Cass. 1re civ., 19 sept. 2018, no 18-20693, ECLI:FR:CCASS:2018:C100956, F–PBI (rejet pourvoi c/ CA Limoges, 2 août 2018), Mme Batut, prés. - Me Brouchot, SCP Fabiani, Luc-Thaler et Pinatel, av.
À la suite du décès d’un ressortissant marocain domicilié en France, sa concubine et ses deux enfants issus d’une précédente union prévoient une célébration religieuse dans une église catholique et l’incinération de sa dépouille.

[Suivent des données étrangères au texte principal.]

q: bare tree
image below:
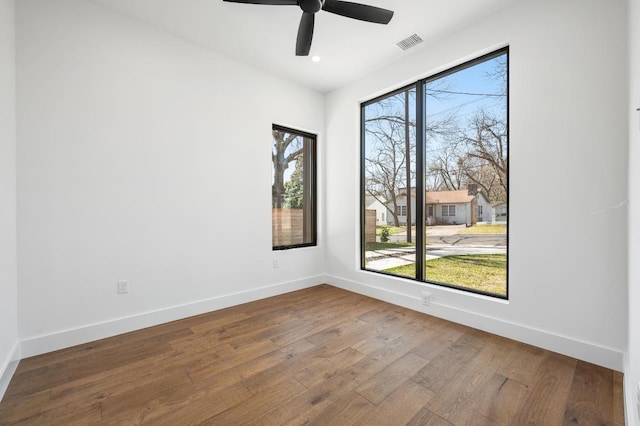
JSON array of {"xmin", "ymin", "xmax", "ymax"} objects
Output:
[
  {"xmin": 271, "ymin": 129, "xmax": 304, "ymax": 209},
  {"xmin": 459, "ymin": 109, "xmax": 508, "ymax": 201}
]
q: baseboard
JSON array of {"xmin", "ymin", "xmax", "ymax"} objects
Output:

La mère du défunt, sa sœur et ses frères s’opposent à la crémation pour des raisons religieuses.
D’une part, la liberté d’organiser ses funérailles ne relève pas de l’état des personnes mais des libertés individuelles et la loi du 15 novembre 1887, qui en garantit l’exercice, est une loi de police applicable aux funérailles de toute personne qui décède sur le territoire français.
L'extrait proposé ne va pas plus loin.